Die Menschenrechtsorganisation sieht die Verhaftungen im Kontext eines generell aggressiven Vorgehens der Regierung unter Präsident Abdel Fattah al-Sisi gegen friedliche Demonstranten. "Dieser aggressive Ansatz" richte sich auch gegen Personen aus der LGBT-Gemeinschaft. "Verhaftungsszenarien und anschließende Strafverfolgungsverfahren liefen während der vergangenen Jahre auf die gleiche Weise und mit neuen Techniken ab", heißt es in der im März 2020 veröffentlichten Dokumentation.“
Sarah Hegazi beendete am 14. Juni 2020 ihr Leben, weil sie Folter, Hass und Anfeindungen sowohl im Gefängnis als auch danach nicht mehr ertragen konnte. Sie wurde nur 30 Jahre alt. Ihr Exil in Toronto verbesserte zwar ihre Lebenssituation. Ihre Traumata und psychischen und physischen Erschütterungen konnte das Exil allerdings nicht heilen. Sie hinterließ laut Deutsche Welle eine Nachricht an ihre Freund*innen:
"Ich habe versucht, Erlösung zu finden und es nicht geschafft. Bitte vergebt mir". Mit diesen Worten verabschiedete sich Sara Hegazy aus dem Leben. "An die Welt" gerichtet, schrieb sie in ihrem Abschiedsbrief: "Du warst weitgehend grausam, aber ich verzeihe."
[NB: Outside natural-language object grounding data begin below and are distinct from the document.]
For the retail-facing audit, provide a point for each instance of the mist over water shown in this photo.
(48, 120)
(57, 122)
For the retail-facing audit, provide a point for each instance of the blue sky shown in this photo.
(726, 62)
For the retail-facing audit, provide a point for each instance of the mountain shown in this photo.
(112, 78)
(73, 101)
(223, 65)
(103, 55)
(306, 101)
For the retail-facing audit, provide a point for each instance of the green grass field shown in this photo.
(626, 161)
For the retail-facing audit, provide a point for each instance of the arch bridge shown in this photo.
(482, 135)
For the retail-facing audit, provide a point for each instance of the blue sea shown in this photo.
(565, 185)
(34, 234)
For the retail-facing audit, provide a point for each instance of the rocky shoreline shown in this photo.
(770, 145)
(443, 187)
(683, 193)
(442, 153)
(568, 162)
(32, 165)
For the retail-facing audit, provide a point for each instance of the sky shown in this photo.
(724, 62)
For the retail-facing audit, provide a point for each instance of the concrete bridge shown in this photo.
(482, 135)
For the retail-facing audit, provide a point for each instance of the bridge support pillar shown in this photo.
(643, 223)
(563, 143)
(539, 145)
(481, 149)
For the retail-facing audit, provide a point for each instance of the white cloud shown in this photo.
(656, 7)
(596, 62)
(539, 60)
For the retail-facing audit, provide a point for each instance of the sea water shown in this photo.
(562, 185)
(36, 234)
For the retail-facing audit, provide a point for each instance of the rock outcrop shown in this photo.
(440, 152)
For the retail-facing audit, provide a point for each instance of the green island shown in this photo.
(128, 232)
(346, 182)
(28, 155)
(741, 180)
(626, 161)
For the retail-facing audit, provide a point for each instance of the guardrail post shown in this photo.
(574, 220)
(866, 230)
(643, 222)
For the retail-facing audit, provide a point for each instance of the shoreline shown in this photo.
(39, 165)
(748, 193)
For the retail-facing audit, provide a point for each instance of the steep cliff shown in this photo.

Im Monat Juni werde ich jeden Tag ihren Namen aussprechen: Sarah Hegazi. Ich werde sie nicht vergessen. Und sie darf weltweit nicht vergessen werden. Ihre Lebensgeschichte zeigt, wie weit weg die Welt davon entfernt ist, dass LSBTIQ* Personen sicher, stolz und ohne Versteckspiel ihr Leben leben dürfen. Die Welt ist weit davon entfernt, das Leben und die Menschenwürde von queeren Menschen so zu achten, wie es ihnen zusteht. Und daher sind auch in diesem Jahr CSD-Paraden online und offline unabdingbar, die auf die Lebensgeschichten derjenigen aufmerksam machen, die weltweit unterdrückt, gefoltert und in den Tod getrieben werden, nur weil sie anders lieben und anders fühlen als andere. Ich verneige mich vor dir, Sarah Hegazi, und vor all den anderen zahllosen Opfern homo- und trans*feindlicher Gewalt und verspreche: Ihr seid nicht vergessen!
Schließen möchte ich mit einem Zitat von Desmond Tutu, dem schwarzen ehemaligen Erzbischof der Anglikanischen Kirche von Südafrika und Friedensnobelpreisträger von 1984:
"Ich kann mir beim besten Willen nicht vorstellen, dass Gott sagen würde: Ich werde dich bestrafen, weil du schwarz bist. Du hättest weiß sein sollen. Ich werde dich bestrafen, weil du eine Frau bist. Du hättest ein Mann sein sollen. Ich bestrafe dich, weil du homosexuell bist. Du hättest heterosexuell sein sollen. Ich kann mir beim Westen willen nicht vorstellen, dass Gott die Dinge so sieht." (Übersetzung K.S.)